BANLIEUE IS BEAUTIFUL, Palais de Tokyo

Christophe Paris

Mais qu'est-ce que c'est qu’ce squat avec tout plein de vigiles dedans ?

Une expo immersive, surprenante de par sa taille et sa scénographie, où chacun peut devenir acteur d'une œuvre évoluant au gré de ses visiteurs et de leurs inspirations du moment.


Des pneus, encore des pneus, et toujours des pneus. Des milliers sans doute, empilés en murs de caoutchouc à la hauteur impressionnante, délimitant ainsi les différents espaces de visite.
Dès le début on pense à un immense squat dans un terrain vague, un look post apocalyptique. Des plans de MAD Max ou de Banlieue 13 pour les plus djeunes vous traversent l'esprit.
Y'a de tout dans ce grand bordel. Une librairie, un bar génial fait de bric et de brocs à un euro la canette (Parti pris du créateur, prix banlieue), un endroit où regarder des films avec un grand choix de DVD. Tout est emballé, scotché, fixé au ruban adhésif. Des minis coins avec des humains à l'intérieur qui y déclament au micro un flot de paroles et de pensées.
Il y a aussi ces ordinaux couplés à des imprimantes, permettant à chacun d'éditer mots et photos de son choix et les coller où bon leur semble On y trouve même du feu réel entouré de tôle façon bad série américaine. On se pose, on se vautre, on branche d'autres quidams, on y tchatche dans ces espaces, sur des canapés, des chaises emballés de ce scotch qu'on utilise pour le déménagement. C'est cool et relax, pas d'émeute en perspective. Tranquille quoi !
Tous sont bariolés de mots et de dessins. Faites quand même gaffe à vos fesses, de temps en temps le feutre s'en va et te nicke le futal.
L'immersion créative du visiteur ne s'arrête pas là. Des tas de blocs de polystyrène du plus petit au plus mastoc, sont présents çà et là vous invitant à les sculpter, les déchirer, les trasher de vos petits doigts zagiles.
Certaines de ces sculptures sont absolument renversantes accompagnées de tailles et de volumes parfois très impressionnants. D'énormes visages, une contrebasse, des masques, bref des tas de trucs. Vous vous prenez au jeu, hop une chaise, du scotch tendu dessus pour empêcher de s'asseoir, et vous marquez au feutre « Chaise à régime » puis « Bouge tes fesses au lieu d'poser ton Q ». Ça le fait, man ! Trop d'la balle.

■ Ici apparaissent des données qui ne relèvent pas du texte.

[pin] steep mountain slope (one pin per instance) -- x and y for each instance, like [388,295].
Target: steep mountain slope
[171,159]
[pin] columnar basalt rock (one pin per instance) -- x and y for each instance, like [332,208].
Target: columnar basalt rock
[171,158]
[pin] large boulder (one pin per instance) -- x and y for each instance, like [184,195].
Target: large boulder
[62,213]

Et puis il y a tous ces mots toutes ces phrases. Vous en trouverez de partout. Des p'tites, des grandes, des drôles, des nazes, des philosophiques, certaines à compléter dans sa tronche volontairement écrites sans leurs fins. Vous partez en mode réflexion, et dans cet immense joyeux boxon, vous éprouvez un étrange sentiment de liberté, de créativité, de dynamisme.

Oui la banlieue est rebelle au sens d'un système fait de standards  et de clichés à la dent dure et acérée. Mais curieusement on la sent novatrice, capable de poser des questions dont les réponses pourraient changer une société et les âmes qui sont à l'intérieur du dedans. Du subversif jouissif qui manque tant à un monde moderne en perte d'humanité.